St Vincent’s Closes Hospital In Manhattan

In 2006, the system was losing approximately $10 million per month. I don’t know how much bloat they have cut since but I would doubt it would do much to combat their ever expanding finance costs on what the NYT reports is now $700 million in debt. Because of inefficiencies in the design of the hospital both from a layout and operational perspective, about 40% of people who entered their emergency room waiting room left untreated. An enormous share of their revenue came from turning emergency room walk-ins into in-patients. Not only were they seeing a large share of those potential patients walk away but their bed count (total potential in-patients) dropped by almost half in the last couple of decades because they didn’t have the money to support the beds. It was a vicious cycle. Also, because it was a Catholic institution, they could not provide family planning treatments. One of the fastest growing revenue generators at hospitals across the country is in vitro fertilization. The area that surrounds that hospital is just about the perfect demographic for IVF but because of their charter, those rich, older families were sent across town. (I doubt abortions are a big money maker but those were off limits also.)

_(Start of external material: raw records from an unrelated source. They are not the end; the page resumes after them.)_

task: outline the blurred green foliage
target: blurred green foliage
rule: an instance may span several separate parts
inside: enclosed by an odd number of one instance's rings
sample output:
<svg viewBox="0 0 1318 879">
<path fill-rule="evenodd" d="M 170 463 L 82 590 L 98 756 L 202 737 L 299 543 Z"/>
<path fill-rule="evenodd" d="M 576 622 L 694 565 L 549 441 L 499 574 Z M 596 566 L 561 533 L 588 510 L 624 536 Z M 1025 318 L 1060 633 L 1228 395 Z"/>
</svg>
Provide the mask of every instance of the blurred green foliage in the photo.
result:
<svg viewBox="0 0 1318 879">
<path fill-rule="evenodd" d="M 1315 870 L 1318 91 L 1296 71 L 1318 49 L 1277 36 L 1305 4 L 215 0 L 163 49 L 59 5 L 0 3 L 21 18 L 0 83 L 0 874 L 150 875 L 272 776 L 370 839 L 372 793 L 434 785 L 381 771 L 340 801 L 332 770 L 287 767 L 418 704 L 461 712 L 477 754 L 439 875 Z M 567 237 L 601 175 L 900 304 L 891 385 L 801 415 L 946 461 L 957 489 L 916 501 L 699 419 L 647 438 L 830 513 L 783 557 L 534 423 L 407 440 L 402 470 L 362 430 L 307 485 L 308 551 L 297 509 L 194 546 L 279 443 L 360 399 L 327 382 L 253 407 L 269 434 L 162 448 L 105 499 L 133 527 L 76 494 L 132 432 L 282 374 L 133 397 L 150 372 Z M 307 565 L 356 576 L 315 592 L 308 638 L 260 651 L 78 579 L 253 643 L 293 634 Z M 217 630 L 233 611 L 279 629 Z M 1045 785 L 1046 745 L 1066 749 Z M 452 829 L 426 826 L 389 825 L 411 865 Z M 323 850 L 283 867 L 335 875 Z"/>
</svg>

This is the problem with almost all of our healthcare infrastructure in America. Hospitals were designed not around efficiency, but around having a space to treat tuberculosis, diarrhea from dirty water, and a business model that hasn’t progressed out of the fee-for-service structure of the 19th Century. 

Our country now has drastically different healthcare needs– 75% of our healthcare costs are from chronic, behavioral-based diseases but our infrastructure is built for acute issues with a glut of hospital beds and white coats that treat behavioral based disease with pills and scalpels. 

I did my residency at St. Vincents. It’s now almost closed. And I’m happy.

I truly believe that something better will be created that will eventually meet our vastly different needs. Sometimes society needs to purge. Sometimes we need to move on with total faith that our generation can produce something better, something more meaningful to our current population, and something we, as progressive, modern, ridiculously intelligent Americans can be proud of.